PDF/A-1a fails accessibility check after DOCX to PDF conversion


Using Aspose.Words 22.3. I create PDF/A-1a documents, and the resulting PDFs are tested with PAC3 (Die Barrierefreiheit von PDF-Dokumenten und die Missverständnisse zu PAC - Stiftung "Zugang für alle" ) for accessibility. But both detect figure elements without alternative text, but I guess, the element should not be a figure but an artifact instead.
This is a similar problem as the one which was solved with WORDSNET-21521 last year.

Attached are input and output files and a screenshot of a PAC3 check: 4055.zip (245.5 KB)

KInd regards!

@dvtdaten The mentioned issue has been resolved in 21.5 version of Aspose.Words.
In your case, the problem occurs because images in your document actually do not have alternative text. You can set it programmatically. For example see the following code:

Document doc = new Document("C:\\Temp\\in1.docx");

Iterable<Shape> shapes = doc.getChildNodes(NodeType.SHAPE,true);
for(Shape s : shapes)
    if(s.getAlternativeText() == "")
        s.setAlternativeText("This is an image");

PdfSaveOptions opt = new PdfSaveOptions();
doc.save("C:\\Temp\\out.pdf", opt);

Here is the result of PDF check:

Hello Alexey!

Yes, that workaround fixes the accessibility check, but the problem is, that some of that shapes are not images, they are textboxes. Therefore I referenced WORDSNET-21521 .
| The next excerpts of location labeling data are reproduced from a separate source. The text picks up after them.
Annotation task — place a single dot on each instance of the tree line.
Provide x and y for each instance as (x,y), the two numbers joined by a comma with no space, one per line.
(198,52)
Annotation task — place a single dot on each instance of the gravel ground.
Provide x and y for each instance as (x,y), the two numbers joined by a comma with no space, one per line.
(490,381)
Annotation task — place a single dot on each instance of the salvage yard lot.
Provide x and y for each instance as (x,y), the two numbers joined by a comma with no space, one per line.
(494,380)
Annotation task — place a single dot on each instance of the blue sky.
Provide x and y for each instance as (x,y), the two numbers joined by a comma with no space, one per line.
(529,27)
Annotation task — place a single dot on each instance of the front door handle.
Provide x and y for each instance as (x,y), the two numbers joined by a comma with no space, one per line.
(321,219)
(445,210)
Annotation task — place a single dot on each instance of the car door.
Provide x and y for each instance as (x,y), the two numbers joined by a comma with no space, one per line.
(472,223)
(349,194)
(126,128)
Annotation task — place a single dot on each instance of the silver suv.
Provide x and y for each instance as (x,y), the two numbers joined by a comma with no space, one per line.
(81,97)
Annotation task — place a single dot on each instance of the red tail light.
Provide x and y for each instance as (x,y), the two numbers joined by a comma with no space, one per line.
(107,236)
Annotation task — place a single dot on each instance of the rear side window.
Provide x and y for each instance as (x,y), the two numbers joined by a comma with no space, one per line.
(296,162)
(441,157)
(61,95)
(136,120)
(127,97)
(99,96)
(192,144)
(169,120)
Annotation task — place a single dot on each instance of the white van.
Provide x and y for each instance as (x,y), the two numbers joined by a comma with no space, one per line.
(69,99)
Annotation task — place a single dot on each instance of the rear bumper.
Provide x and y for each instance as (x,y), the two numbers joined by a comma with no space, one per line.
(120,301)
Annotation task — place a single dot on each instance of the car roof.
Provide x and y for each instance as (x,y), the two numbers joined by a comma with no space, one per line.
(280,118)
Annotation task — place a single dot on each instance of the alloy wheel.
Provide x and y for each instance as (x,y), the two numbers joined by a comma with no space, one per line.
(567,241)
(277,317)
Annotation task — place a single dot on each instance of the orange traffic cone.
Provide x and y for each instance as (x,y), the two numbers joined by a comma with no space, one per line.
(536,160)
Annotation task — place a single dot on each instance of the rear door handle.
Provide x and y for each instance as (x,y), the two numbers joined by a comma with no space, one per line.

@dvtdaten Thank you for additional information. As i already mentioned the referenced issue has been fixed few releases ago. In your case you can filter shapes with images using condition like this:

for(Shape s : shapes)
    if(s.hasImage() && s.getAlternativeText() == "")
        s.setAlternativeText("This is an image");

I referenced WORDSNET-21521 because I had the same problem there, this post PDF/A-1a Fails Accessibility Check | DOCX to PDF Conversion using .NET - #12 by tahir.manzoor and my respose apply to the the current case too, I guess: The element with the text “DVT - Daten-Verarbeitung-Tirol GmbH” for example should not be a figure, but an artifact instead.

@dvtdaten As I can see MS Word also exports textboxes as figures structure elements in PDF, so Aspose.Words behavior seems to be correct here.